This newish French place accross from our dentists has been tantalizing me. First its brochure, which even food-avoiding Fumiyo found intriguing. Then the tasty bites at the taste of Lower Lonsdale blogged earlier. Its really more Euro than French. Occasionally memoried Junko had told Fumiyo we were going out for lunch with her and Steph in North Van on Friday, and I persuaded Fumiyo that this was our chance to experience Chez Michel. We looked forward to it. And looked. And looked. Steph was unreachable by phone. Fumiyo finally reached Junko, who had forgotten our lunch date, thinking it was the following day, the dreaded busyness of the 24th. Chez Michel is closed for lunch on weekends. Or so I thought. Checking their
website , I discovered that it had given us a vast present, hoping to cash in on all the busy, hungry shoppers, no doubt. Fumiyo and I stumbled off to the mall, panged with hunger from the missed Michel experience on Friday. Mall food smells aren't that enticing. But we somehow survived til Saturday and made it over to Chez Michel. We were asked if we had a reservation, but the spacious place was largely empty, and remained so.
The view, as we came in from the rain, was spectacular. The inside of my umbrella has its fine points, but the view of downtown Vancouver you get from Lower Lonsdale, and this is right on the water, is about as good as views get.
And then there was the food.
"Crepe" is a magically memorable word for me. When we were living near Granville in 77, there was a crepe restaurant nearby.
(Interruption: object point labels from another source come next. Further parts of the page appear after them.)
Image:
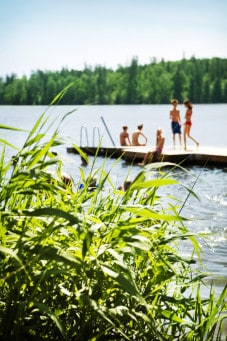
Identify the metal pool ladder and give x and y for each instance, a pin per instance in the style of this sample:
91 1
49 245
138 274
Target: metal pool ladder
84 133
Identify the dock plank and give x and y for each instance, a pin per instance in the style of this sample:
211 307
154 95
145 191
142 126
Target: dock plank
200 156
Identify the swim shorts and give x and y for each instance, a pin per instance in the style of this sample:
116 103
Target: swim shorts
176 128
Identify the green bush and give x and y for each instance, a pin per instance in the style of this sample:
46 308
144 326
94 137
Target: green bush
77 264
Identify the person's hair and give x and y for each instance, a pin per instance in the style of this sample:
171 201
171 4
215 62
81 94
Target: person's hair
157 132
127 184
188 103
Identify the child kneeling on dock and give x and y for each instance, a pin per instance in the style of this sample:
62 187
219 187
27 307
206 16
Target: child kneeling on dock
160 140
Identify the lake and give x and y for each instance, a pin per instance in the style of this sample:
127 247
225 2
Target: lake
207 215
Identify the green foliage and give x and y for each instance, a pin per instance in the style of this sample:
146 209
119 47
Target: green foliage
83 264
200 80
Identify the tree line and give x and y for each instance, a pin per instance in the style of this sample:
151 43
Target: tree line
200 80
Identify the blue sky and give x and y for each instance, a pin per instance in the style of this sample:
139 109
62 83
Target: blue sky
52 34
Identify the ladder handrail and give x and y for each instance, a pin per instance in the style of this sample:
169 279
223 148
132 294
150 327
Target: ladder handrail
83 128
96 128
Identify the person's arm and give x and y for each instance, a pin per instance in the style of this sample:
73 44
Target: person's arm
144 137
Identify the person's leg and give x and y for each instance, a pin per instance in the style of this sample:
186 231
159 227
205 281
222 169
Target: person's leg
179 138
146 157
185 134
194 140
174 140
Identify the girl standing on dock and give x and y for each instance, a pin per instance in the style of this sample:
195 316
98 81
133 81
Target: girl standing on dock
188 123
175 121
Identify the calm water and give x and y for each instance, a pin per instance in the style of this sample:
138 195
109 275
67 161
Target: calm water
208 215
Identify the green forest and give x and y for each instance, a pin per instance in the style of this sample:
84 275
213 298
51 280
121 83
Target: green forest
200 80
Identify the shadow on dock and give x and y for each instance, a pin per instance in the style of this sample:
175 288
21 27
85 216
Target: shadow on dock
204 155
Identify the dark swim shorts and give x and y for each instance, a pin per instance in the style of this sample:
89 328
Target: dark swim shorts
176 128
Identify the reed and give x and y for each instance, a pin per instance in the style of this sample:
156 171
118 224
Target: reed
81 264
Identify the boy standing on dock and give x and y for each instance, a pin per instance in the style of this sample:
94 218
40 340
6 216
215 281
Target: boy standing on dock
136 135
175 121
124 137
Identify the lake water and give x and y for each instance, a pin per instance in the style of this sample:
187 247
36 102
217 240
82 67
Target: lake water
208 215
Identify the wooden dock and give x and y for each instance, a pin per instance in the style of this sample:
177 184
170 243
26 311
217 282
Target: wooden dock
208 156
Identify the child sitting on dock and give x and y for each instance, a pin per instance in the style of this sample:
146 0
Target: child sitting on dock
160 140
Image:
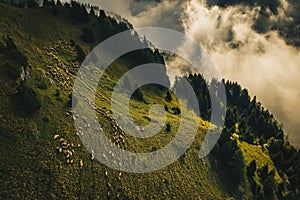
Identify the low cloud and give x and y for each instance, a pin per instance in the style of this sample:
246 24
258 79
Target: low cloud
261 62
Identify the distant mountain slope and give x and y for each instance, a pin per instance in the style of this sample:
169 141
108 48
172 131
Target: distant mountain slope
42 156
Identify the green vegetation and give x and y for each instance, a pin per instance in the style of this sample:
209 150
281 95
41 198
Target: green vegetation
41 50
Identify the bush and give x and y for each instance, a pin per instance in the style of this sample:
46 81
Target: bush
168 96
138 95
80 54
87 35
168 127
176 111
12 70
28 99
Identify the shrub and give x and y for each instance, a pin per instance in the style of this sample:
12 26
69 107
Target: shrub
176 111
138 95
87 35
12 70
80 54
168 96
28 99
168 127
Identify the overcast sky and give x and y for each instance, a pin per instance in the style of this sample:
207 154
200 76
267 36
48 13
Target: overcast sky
263 64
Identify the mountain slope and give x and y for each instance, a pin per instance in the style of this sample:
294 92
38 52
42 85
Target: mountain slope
42 156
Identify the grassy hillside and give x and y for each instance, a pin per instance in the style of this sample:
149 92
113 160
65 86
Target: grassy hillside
31 162
41 154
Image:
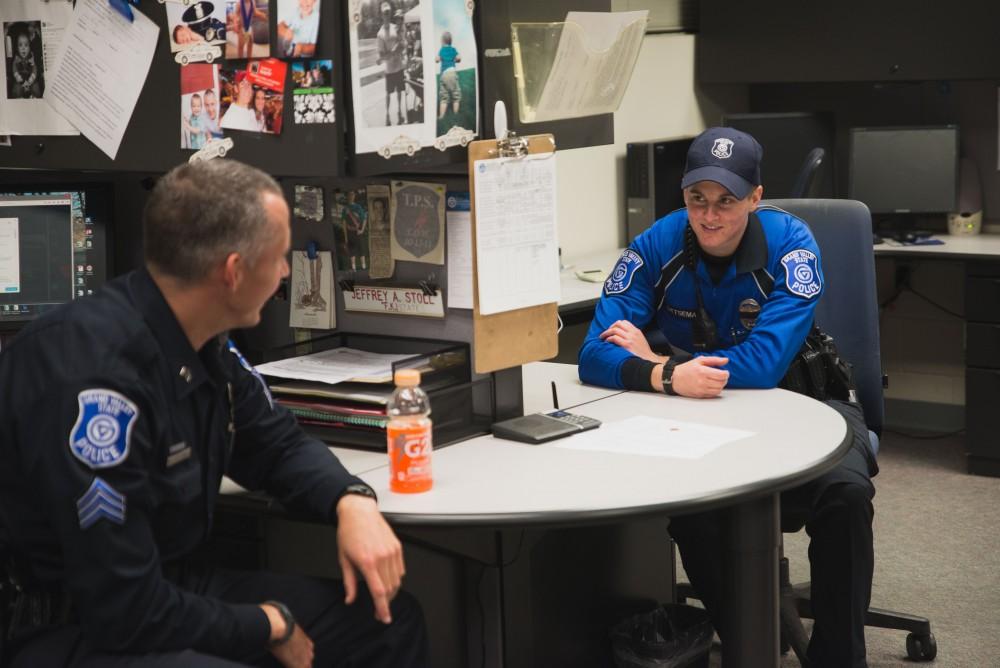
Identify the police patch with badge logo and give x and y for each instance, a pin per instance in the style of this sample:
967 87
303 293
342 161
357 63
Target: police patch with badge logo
100 438
802 273
621 276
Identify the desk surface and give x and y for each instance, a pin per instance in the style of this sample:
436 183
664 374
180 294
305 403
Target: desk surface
976 246
488 481
536 387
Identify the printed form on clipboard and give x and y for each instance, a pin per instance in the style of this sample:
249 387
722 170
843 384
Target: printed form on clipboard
517 245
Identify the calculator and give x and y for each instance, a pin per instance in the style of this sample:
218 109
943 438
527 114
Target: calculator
542 427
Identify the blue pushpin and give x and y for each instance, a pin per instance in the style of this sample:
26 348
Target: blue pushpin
123 8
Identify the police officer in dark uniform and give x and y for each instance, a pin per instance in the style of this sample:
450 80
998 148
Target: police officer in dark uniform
122 412
733 287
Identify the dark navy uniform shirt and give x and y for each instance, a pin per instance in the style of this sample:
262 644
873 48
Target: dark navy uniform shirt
763 306
114 437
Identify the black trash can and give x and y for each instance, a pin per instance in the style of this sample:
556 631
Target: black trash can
669 636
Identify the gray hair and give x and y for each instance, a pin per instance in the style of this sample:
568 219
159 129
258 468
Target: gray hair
198 213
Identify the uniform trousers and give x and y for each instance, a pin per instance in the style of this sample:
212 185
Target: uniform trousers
839 512
344 636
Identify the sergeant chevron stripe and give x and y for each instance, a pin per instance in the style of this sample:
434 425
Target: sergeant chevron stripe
101 500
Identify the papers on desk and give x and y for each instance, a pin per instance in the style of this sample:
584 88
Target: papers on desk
335 366
654 437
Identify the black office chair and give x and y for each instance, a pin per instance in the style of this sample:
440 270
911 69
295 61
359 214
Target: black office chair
808 173
848 311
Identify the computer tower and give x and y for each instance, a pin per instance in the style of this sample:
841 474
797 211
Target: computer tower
787 138
653 172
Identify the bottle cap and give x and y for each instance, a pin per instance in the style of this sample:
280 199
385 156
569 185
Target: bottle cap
407 378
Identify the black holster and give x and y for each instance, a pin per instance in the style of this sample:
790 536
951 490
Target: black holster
819 371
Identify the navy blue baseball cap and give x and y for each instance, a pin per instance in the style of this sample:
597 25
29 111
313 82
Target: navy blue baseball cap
727 156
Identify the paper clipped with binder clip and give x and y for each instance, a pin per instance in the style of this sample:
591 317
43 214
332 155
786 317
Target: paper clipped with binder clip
515 248
124 8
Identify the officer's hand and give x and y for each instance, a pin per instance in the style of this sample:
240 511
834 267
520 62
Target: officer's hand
623 333
297 651
699 378
365 541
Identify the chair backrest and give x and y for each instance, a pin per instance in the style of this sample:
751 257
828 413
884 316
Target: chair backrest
807 173
848 309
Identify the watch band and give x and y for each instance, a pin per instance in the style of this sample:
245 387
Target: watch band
668 375
286 615
360 489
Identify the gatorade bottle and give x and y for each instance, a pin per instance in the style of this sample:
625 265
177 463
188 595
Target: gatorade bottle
409 432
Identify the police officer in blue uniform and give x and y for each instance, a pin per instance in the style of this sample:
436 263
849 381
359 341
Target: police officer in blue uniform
122 412
733 287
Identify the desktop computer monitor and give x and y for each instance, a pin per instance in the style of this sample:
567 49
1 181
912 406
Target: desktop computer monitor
905 170
53 247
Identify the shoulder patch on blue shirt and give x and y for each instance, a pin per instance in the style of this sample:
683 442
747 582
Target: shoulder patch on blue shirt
101 501
100 438
621 276
801 273
249 367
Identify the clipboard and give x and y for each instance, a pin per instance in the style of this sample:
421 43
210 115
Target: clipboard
509 338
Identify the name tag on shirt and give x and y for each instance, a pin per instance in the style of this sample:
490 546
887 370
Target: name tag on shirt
177 453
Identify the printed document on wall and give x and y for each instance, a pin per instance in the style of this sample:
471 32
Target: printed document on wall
101 71
517 248
32 34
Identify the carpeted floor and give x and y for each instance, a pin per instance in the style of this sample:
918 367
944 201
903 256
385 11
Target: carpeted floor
937 553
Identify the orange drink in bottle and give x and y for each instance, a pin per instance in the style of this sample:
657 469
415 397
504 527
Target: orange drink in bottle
409 435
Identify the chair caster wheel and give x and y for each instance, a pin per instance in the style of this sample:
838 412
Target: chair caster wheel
921 648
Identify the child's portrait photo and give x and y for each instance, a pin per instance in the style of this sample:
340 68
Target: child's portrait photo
23 60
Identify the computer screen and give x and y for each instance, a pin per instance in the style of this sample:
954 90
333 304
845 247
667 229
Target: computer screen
905 169
53 247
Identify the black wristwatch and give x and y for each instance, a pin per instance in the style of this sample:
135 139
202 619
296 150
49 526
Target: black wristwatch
286 615
668 375
360 489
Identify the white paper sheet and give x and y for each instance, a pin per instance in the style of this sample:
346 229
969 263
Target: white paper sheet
517 248
334 366
47 22
654 437
101 71
459 224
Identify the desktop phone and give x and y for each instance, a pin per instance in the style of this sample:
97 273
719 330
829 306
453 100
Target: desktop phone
542 427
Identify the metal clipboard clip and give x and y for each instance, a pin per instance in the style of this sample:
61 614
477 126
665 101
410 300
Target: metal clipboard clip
510 145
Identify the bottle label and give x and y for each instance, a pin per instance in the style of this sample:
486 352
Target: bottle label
410 449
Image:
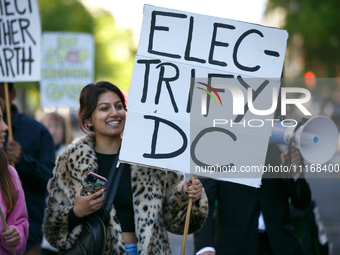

It's Crepe St. Jacques was worth walking a great distance for, a celebration of scallops and brandy that made you seem to turn inceasingly French with each bite. Monet is peering at you from another table, wondering how to feature you in his next painting. Goddard sees legions of scallops overthrowing their plates and revolutionizing the next table. Marcel Mareau mimes a salt shaker impaled on dozens of plastic Eifel Towers. Rabelais adds some hemp seeds to his crepe, while Jean Valjean hides in the chandelier.
Those kinda memories.
When we first moved to North Van for Bit to go to 1st grade here in 1984, the library was a few blocks away. Accross from the library, the 80s restaurant provided delighful seafood crepes, not so literary, more family style, enjoyed by the entire hungry Ishikawa family. Bit, Fumiyo and I all loved their assorted crepes, and the seafood, a kind of malling of the classic St. Jacques crepe, varies immensely in quality from restaurant to restaurant. A lot of that is the sauce.
The Lonsdale Quay accross the street has a wonderful crepe I often have for lunch. "Seasoned chicken" mushrooms, ementhal and either artichoke hearts or roasted red peppers. A superb meal. Sauce-less, but this is an upscale Food Court, not a restaurant, eh?
Despite its French name, no St. Jacques but a Seafood Crepe awaited Junko and I. Fumiyo ordered her beloved paella and Steph had the penne.
"Tasteless" Fumiyo proclaimed. Except for the mussel. That was genuinely disagreeable. Her days enjoying food may be the past. Steph seemed to enjoy her Penne. Restaurant-worker Junko, just returned from the Really Good Food of Europe and soon back to the Unbelievably Good Food of Japan, was as amazed as I at our crepes.
If you asked a baby tomato what it wanted to be when it grew up, it would tell you that it wanted to be a part of the sauce on the seafood crepes at Le Bistro Chez Michel.
That is a taste memory that will last longer perhaps than my taste buds. When I'm dead, the memory of that perfectly sauced crepe will live on as new strings, vibrating off to tantalize other dimensions, an ever spreading empire of eternal pleasure. Dont die without trying this one.